The chefs, after whom the restaurant is named, Takashi Namekata and Hisao Ueda, are some of the city’s finest technicians in my view. The sushi here is surgical. It’s the kind that reminds you why rice is the backbone, not the side act.

Then there’s the A5 Wagyu, handled with rare maturity. No showing off. No theatrics. Just heat, timing and encyclopedic knowledge. Whether raw or gently charred by fire, the wagyu arrives exactly as it should: indulgent, yes, but balanced, elegant, and deeply savoury.
This is ingredient-led luxury, not ego-led cooking. In the famous words of Marco Pierre White, “Mother Nature is the true artist”. In this case, everything on the plate is pure, which when delivered correctly, is utterly delicious.
Mika, the warm restaurant owner, and her team of all-stars have become heroes in the scene. The sommeliers, along with the entire front of house team, never miss a beat. Plates arrive when they should, and beverages are poured effortlessly. Most of all, attention is constant but invisible.

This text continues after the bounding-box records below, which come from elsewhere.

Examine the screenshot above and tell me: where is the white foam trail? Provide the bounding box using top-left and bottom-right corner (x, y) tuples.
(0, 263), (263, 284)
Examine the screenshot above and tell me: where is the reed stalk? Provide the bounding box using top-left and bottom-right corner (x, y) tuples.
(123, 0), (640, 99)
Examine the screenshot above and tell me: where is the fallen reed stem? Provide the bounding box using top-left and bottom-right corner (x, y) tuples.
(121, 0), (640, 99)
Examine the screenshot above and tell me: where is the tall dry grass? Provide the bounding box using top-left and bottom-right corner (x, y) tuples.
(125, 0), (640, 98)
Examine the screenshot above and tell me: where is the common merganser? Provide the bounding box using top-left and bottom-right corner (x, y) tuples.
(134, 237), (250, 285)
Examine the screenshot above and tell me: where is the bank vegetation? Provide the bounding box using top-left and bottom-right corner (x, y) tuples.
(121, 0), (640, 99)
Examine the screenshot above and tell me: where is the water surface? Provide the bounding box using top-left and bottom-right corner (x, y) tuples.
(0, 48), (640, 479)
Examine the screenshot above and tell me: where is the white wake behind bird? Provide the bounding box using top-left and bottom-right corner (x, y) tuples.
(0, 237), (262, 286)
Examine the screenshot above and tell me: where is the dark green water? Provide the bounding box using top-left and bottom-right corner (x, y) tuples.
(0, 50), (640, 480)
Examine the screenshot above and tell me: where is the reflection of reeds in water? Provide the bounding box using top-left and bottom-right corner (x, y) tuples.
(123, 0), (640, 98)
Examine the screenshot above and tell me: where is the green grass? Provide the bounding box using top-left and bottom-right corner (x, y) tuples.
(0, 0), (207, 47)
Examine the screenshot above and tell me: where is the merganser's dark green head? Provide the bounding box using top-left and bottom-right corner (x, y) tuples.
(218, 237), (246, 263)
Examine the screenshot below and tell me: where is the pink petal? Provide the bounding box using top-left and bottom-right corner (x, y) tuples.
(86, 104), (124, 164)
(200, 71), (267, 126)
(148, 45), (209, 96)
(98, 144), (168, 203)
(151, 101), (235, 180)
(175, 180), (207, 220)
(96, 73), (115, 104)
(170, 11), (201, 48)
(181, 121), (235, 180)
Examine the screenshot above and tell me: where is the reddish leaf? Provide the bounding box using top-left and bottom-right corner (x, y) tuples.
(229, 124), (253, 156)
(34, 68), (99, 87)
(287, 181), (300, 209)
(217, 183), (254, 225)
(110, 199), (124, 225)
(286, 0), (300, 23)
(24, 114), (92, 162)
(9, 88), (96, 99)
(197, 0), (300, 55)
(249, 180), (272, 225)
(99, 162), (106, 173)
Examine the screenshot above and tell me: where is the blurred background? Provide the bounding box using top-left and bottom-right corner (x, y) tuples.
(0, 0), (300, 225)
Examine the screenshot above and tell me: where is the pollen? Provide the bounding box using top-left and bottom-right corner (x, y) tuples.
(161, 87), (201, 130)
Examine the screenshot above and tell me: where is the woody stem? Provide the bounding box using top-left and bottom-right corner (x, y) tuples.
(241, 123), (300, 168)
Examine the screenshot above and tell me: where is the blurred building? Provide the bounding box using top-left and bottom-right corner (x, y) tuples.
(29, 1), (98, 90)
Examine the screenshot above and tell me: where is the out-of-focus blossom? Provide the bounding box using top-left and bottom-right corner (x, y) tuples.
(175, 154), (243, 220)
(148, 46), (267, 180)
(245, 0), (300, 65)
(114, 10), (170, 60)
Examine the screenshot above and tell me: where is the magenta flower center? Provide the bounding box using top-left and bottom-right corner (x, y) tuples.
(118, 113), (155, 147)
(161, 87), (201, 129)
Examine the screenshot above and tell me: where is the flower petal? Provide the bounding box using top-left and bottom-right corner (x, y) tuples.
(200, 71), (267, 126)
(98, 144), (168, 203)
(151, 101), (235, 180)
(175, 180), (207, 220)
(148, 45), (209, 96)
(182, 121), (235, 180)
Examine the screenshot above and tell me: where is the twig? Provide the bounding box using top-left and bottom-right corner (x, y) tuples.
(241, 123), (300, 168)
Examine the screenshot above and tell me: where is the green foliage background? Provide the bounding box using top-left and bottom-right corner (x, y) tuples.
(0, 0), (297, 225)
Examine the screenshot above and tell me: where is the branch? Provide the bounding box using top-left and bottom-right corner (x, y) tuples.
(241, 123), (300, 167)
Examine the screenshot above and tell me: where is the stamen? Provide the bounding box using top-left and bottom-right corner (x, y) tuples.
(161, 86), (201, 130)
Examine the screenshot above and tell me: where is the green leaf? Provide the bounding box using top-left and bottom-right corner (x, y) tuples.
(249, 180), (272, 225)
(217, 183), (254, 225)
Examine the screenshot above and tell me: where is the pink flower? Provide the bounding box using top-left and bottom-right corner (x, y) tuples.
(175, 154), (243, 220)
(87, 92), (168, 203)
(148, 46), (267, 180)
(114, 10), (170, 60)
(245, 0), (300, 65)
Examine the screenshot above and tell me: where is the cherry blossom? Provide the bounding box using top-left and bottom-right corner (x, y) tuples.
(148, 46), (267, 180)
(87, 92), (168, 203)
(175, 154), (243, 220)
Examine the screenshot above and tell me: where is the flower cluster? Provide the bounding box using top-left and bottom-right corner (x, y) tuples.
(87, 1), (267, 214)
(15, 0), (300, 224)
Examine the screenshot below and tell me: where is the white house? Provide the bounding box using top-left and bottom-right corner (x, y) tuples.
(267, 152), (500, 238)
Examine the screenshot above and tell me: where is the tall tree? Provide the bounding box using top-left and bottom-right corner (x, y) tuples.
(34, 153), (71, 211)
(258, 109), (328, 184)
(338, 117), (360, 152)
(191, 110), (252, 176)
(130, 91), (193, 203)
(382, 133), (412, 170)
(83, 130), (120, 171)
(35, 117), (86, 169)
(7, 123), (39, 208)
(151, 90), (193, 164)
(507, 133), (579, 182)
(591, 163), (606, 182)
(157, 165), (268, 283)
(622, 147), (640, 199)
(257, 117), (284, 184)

TakaHisa is luxurious without being loud. I personally love the dining room because the kitchen is at its heart. The setting sets the tone of the experience you are about to have. Intimate without being stiff. The lighting glows softly, and the omakase counter offers one of the best front-row seats in the city. Watching the chefs work is hypnotic. Knife work that’s clean. Movements that are economical. It is simply a culinary ballet.

You don’t go to TakaHisa for trends. You go to understand what excellence actually looks like. Both from a gastronomic and hospitality perspective. You go to taste world-class ingredients that are treated with respect. To sit quietly and remember that food doesn’t need to shout to be unforgettable. To be welcomed in a manner that makes you feel at home.
Whichever time of year, this restaurant will always be worth a special detour. TakaHisa isn’t playing the local game. It’s operating on a global level, ‘Formula One’ of restaurants, if you will.
Hero dish: The sushi. Clean cuts, immaculate fresh fish, rice seasoned to perfection, served at the correct temperate, never cold, never claggy.
Senses: Walk in and you feel it, immediately a calm energy, the subtle art of omotenashi, in other words, perfect Japanese hospitality.
Menu curation: The restaurant specialises in all thing’s sushi and fish, along with meat and the highest-grade Kobe beef.
Service: Service is classic, respectful, precise, and beautifully understated. Nothing interrupts the rhythm and pace of the meal.